Seen: Progress on the Rowayton Avenue lowering project. This is the site of a former tree, which had been perched on a hill.

NORWALK, Conn. – Here are some items of interest that were seen or heard recently in Norwalk:

Words of wisdom from a vet

Joseph Buono and Harold Mccready were hanging out in front of their largely-dormant Cedar Street businesses recently, enjoying the sun as they watched a construction crew work on granite curbing, reminiscing on their long lives.

Buono, who said he was one of “Mussolini’s boys” — a member of the army sent to school to be trained as a technician — said the Americans landed in Italy in World War II, and took him and others aboard a minesweeper, where they spent the next four years. Then he came to America.

Mccready offered philosophical thoughts.

“The only war in my time, that I agree realistically we had to get into, was when Japan attacked Pearl Harbor. All the other wars that we have gotten involved in was none of our business,” he said, urging that the United States not get involved in Ukraine before moving on to thoughts about today’s youth.

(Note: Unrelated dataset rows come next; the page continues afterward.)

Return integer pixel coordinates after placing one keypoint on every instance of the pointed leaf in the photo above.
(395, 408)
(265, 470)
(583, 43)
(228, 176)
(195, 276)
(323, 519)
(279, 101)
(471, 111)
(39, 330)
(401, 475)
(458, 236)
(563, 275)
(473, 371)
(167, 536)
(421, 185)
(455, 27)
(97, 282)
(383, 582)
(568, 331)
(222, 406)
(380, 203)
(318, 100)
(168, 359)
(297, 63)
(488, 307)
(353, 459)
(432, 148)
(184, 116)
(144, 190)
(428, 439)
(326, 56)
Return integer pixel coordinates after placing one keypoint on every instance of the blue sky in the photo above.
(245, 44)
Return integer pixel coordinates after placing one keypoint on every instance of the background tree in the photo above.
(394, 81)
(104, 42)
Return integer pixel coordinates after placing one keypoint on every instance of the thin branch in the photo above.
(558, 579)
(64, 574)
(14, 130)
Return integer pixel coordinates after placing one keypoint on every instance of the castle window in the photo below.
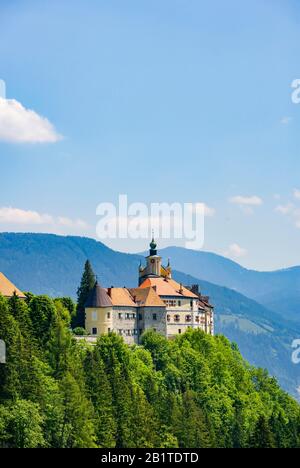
(94, 316)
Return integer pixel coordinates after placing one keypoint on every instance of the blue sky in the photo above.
(166, 101)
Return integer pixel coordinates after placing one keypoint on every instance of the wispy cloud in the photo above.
(235, 251)
(290, 209)
(286, 120)
(246, 203)
(18, 217)
(21, 125)
(296, 194)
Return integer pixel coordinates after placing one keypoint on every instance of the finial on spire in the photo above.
(153, 247)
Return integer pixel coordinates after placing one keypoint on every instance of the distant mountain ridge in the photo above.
(50, 264)
(278, 290)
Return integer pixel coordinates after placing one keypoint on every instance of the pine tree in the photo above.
(87, 283)
(100, 393)
(262, 436)
(190, 424)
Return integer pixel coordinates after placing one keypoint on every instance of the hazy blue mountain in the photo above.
(278, 290)
(49, 264)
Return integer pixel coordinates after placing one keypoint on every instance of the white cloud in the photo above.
(247, 201)
(235, 251)
(290, 210)
(297, 194)
(286, 120)
(246, 204)
(202, 208)
(21, 125)
(285, 209)
(16, 216)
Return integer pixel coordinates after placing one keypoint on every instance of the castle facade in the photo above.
(158, 303)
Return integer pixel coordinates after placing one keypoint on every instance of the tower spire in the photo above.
(153, 248)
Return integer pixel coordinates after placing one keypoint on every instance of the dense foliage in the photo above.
(195, 391)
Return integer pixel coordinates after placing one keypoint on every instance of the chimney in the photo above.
(195, 289)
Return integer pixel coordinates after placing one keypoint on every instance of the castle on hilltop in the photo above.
(158, 303)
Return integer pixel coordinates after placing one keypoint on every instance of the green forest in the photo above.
(193, 392)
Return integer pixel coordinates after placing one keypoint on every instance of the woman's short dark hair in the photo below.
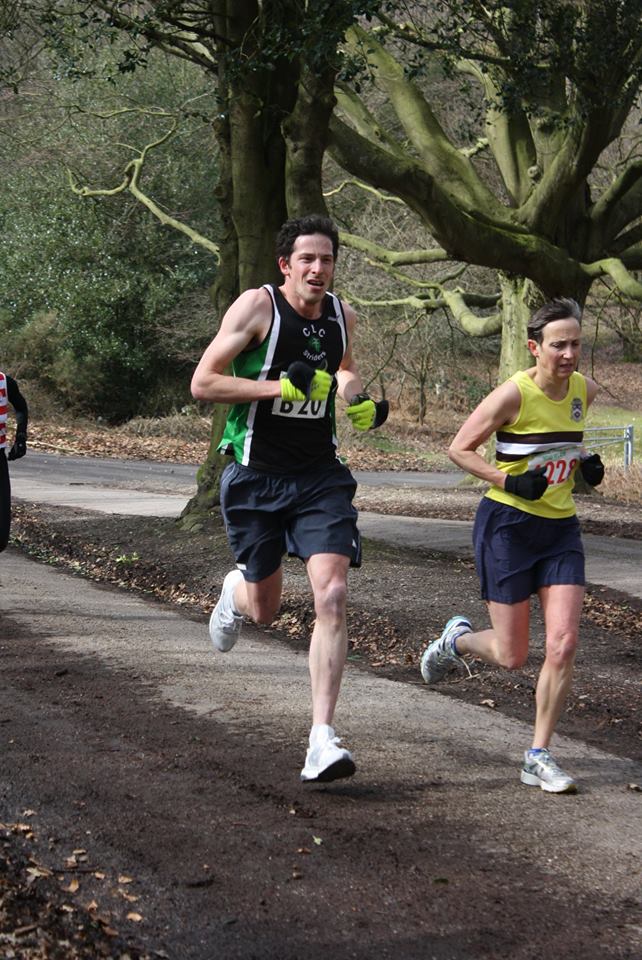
(560, 308)
(303, 227)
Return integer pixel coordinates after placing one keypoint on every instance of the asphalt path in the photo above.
(148, 488)
(126, 736)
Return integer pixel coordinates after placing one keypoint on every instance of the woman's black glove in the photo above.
(529, 486)
(592, 469)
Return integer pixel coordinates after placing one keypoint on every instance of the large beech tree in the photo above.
(553, 85)
(274, 63)
(553, 82)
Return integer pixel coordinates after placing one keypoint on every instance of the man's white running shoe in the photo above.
(225, 622)
(326, 760)
(439, 657)
(540, 770)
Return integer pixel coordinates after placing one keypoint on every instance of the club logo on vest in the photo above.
(314, 351)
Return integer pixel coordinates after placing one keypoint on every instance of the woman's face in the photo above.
(559, 352)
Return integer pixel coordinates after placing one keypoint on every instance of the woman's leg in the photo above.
(562, 607)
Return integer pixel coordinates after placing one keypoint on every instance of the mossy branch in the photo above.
(385, 198)
(459, 305)
(615, 269)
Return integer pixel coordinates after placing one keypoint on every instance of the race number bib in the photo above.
(301, 409)
(558, 464)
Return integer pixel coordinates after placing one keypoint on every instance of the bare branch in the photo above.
(615, 269)
(393, 257)
(133, 171)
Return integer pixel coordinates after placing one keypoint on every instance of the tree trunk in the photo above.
(520, 297)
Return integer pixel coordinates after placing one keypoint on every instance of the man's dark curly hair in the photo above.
(558, 309)
(303, 227)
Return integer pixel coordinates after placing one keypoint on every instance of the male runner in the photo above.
(10, 394)
(290, 348)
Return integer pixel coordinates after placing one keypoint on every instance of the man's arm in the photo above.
(246, 320)
(349, 382)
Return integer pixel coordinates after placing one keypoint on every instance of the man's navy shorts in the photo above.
(516, 552)
(267, 515)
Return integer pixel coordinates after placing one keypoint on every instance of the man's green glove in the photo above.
(366, 414)
(302, 382)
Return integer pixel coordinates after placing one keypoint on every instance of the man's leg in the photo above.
(325, 759)
(562, 607)
(328, 574)
(259, 601)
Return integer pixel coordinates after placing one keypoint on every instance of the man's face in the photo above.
(309, 270)
(559, 352)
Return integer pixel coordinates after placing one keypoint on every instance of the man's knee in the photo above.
(330, 599)
(512, 659)
(263, 608)
(561, 648)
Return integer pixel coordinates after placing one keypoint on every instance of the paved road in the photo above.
(146, 488)
(124, 734)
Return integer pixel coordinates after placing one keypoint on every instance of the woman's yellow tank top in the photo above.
(546, 433)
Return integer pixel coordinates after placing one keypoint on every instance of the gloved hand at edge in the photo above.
(303, 382)
(592, 469)
(19, 447)
(367, 414)
(529, 486)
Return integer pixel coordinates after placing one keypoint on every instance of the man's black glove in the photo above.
(367, 414)
(592, 469)
(529, 486)
(19, 447)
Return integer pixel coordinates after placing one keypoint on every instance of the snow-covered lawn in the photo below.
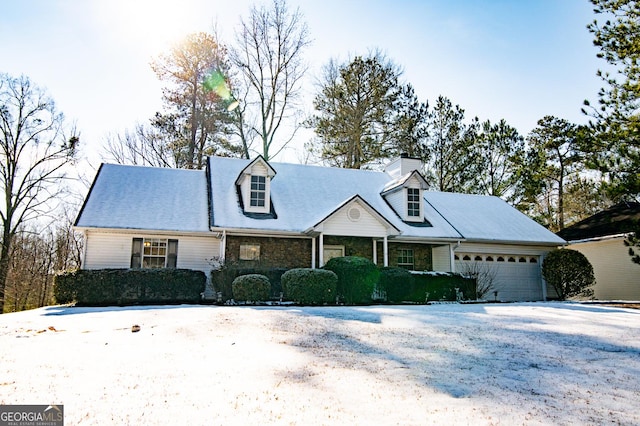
(537, 363)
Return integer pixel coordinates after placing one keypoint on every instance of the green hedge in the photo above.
(251, 288)
(310, 286)
(357, 278)
(101, 287)
(397, 283)
(440, 286)
(569, 272)
(222, 279)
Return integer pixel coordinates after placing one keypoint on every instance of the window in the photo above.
(154, 253)
(413, 202)
(405, 258)
(258, 191)
(249, 252)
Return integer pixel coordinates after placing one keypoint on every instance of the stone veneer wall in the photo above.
(274, 252)
(422, 256)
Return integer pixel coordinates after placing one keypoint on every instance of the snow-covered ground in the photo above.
(507, 364)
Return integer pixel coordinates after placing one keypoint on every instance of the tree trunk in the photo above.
(4, 265)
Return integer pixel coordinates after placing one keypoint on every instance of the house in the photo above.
(601, 239)
(292, 215)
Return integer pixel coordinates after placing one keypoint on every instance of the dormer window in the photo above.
(254, 187)
(405, 196)
(258, 191)
(413, 203)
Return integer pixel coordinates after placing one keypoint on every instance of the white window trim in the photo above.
(419, 217)
(249, 252)
(332, 247)
(413, 258)
(267, 195)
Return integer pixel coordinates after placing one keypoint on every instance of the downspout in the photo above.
(84, 249)
(223, 246)
(452, 259)
(542, 280)
(385, 251)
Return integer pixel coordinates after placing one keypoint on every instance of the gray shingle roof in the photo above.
(133, 197)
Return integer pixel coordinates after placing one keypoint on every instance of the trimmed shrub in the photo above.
(64, 287)
(310, 286)
(101, 287)
(222, 278)
(569, 273)
(251, 288)
(397, 283)
(357, 277)
(441, 286)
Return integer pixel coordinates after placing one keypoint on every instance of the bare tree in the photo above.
(34, 152)
(196, 120)
(141, 146)
(268, 56)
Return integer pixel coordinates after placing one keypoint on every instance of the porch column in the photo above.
(543, 282)
(385, 252)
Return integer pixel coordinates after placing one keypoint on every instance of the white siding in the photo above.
(258, 169)
(366, 226)
(441, 258)
(113, 250)
(617, 277)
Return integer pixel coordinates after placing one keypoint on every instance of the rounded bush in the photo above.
(357, 278)
(569, 273)
(251, 288)
(310, 286)
(397, 283)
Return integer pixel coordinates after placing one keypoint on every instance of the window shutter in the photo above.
(172, 254)
(136, 253)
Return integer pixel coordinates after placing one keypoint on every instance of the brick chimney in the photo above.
(403, 165)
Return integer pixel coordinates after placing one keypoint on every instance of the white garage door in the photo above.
(516, 278)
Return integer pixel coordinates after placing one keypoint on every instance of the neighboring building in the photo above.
(290, 215)
(601, 239)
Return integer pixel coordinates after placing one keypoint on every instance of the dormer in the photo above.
(406, 196)
(254, 186)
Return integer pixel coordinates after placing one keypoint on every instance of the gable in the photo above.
(485, 218)
(135, 197)
(356, 218)
(305, 196)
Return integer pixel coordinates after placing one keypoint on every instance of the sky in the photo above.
(517, 60)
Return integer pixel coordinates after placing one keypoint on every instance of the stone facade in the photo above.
(274, 252)
(296, 252)
(422, 256)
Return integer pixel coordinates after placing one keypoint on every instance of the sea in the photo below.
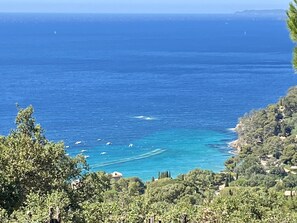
(142, 94)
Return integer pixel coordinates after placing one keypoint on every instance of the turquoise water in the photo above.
(171, 85)
(177, 151)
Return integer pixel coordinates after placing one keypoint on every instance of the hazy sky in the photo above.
(139, 6)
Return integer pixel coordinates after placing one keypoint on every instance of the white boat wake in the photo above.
(129, 159)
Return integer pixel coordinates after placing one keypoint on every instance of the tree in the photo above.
(31, 163)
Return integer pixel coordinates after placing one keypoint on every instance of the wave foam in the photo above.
(125, 160)
(146, 118)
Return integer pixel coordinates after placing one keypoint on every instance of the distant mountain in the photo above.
(276, 13)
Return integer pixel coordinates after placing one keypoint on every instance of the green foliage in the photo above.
(31, 163)
(36, 175)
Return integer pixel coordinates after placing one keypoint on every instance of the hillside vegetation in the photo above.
(36, 175)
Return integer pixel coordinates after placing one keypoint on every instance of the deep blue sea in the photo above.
(162, 90)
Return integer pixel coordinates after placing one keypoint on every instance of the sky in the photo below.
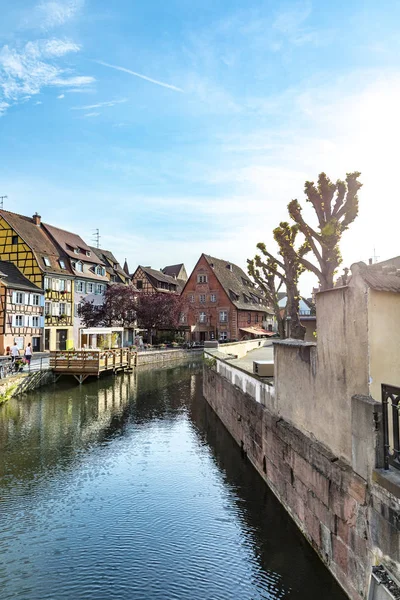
(183, 127)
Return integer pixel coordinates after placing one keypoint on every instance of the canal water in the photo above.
(130, 488)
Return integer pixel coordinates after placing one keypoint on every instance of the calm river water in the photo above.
(131, 489)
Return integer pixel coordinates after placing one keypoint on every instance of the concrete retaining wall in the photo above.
(163, 356)
(350, 522)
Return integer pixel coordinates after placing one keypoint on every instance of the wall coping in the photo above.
(295, 343)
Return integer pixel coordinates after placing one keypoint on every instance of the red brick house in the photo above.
(223, 303)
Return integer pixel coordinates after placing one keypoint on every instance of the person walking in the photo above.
(28, 354)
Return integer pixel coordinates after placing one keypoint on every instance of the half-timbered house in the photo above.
(223, 303)
(21, 310)
(25, 242)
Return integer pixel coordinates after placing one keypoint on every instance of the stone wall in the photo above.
(351, 521)
(163, 356)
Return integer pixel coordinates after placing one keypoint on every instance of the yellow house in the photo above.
(25, 243)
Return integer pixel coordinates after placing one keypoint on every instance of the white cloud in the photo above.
(100, 104)
(145, 77)
(24, 72)
(55, 13)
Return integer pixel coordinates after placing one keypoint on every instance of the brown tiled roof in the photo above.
(238, 286)
(69, 241)
(13, 278)
(158, 276)
(39, 241)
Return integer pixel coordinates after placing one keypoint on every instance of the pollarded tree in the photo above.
(288, 270)
(336, 207)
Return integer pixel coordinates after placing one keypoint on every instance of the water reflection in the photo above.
(130, 488)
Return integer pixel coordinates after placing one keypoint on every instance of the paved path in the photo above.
(246, 363)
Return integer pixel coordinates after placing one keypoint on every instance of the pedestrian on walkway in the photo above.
(28, 354)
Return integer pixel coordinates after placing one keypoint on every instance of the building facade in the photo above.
(21, 310)
(25, 242)
(89, 273)
(222, 303)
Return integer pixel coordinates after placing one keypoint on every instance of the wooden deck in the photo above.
(84, 363)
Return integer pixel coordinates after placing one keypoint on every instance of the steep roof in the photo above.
(70, 242)
(109, 260)
(39, 241)
(159, 276)
(12, 277)
(242, 292)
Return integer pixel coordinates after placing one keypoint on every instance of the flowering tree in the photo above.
(118, 309)
(158, 311)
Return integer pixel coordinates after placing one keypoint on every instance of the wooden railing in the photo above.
(91, 361)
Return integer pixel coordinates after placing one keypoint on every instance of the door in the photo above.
(61, 339)
(36, 344)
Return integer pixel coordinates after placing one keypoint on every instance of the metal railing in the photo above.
(391, 429)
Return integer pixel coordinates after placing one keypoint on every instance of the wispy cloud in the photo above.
(124, 70)
(55, 13)
(24, 72)
(100, 104)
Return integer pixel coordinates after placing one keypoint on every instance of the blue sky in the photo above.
(186, 127)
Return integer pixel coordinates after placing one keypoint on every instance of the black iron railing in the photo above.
(390, 420)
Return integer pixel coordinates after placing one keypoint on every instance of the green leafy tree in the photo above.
(336, 207)
(288, 270)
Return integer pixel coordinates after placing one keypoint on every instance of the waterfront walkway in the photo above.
(246, 362)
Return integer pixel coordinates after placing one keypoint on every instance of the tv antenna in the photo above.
(96, 237)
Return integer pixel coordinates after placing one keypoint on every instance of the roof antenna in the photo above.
(96, 237)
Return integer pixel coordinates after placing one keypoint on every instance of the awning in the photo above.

“I am in a family of nine straight brothers and all of us did serve in the military. Back then it was routine – that’s another thing that we’ve done stupid in this country, was to discontinue the draft,” he said. “In my family, when you would reach 18 years old, you were physically and mentally examined. If you passed those tests you automatically were drafted into a branch of our service. Today no one is drafted any more. You’ve got to volunteer to go in. If the draft was still on you wouldn’t have as many young people in prison as you do now. They’d be in the military.”

 

Passing the buck in a moment of luck equals four times the benefit

Norwalk was lucky several years ago to get Colonial Village converted to Section 8 housing, Norwalk Housing Authority Executive Director Curtis Law said recently.

“The first proposal, they were going to convert 50 units,” he said. “I said, ‘That’s a good idea. Why don’t we have a meeting and you’ll come down and explain to them which units will get replaced.’ (They said) ‘Hold on Mr. Law, we will look into this.’ (They said) ‘Well, we can probably do 100.’ I said, ‘That’s great. You come down and look at what you’re going to do…’ We ended up getting 200 units.”

 

Taking baby steps

Law said that, in a month or two, the Housing Authority would have to think about reorganizing.

“We are maxed out,” he said. “What we don’t want to do is not do a good job on the things that we are doing. So we want someone to come and take a look at what we are doing and what it is going to take to keep doing. This may be a heavy burden. There are other things that other folks are looking to the Housing Authority might do as a result of the demise of NEON. When you look around, I don’t know if it’s good or bad but we are still standing.”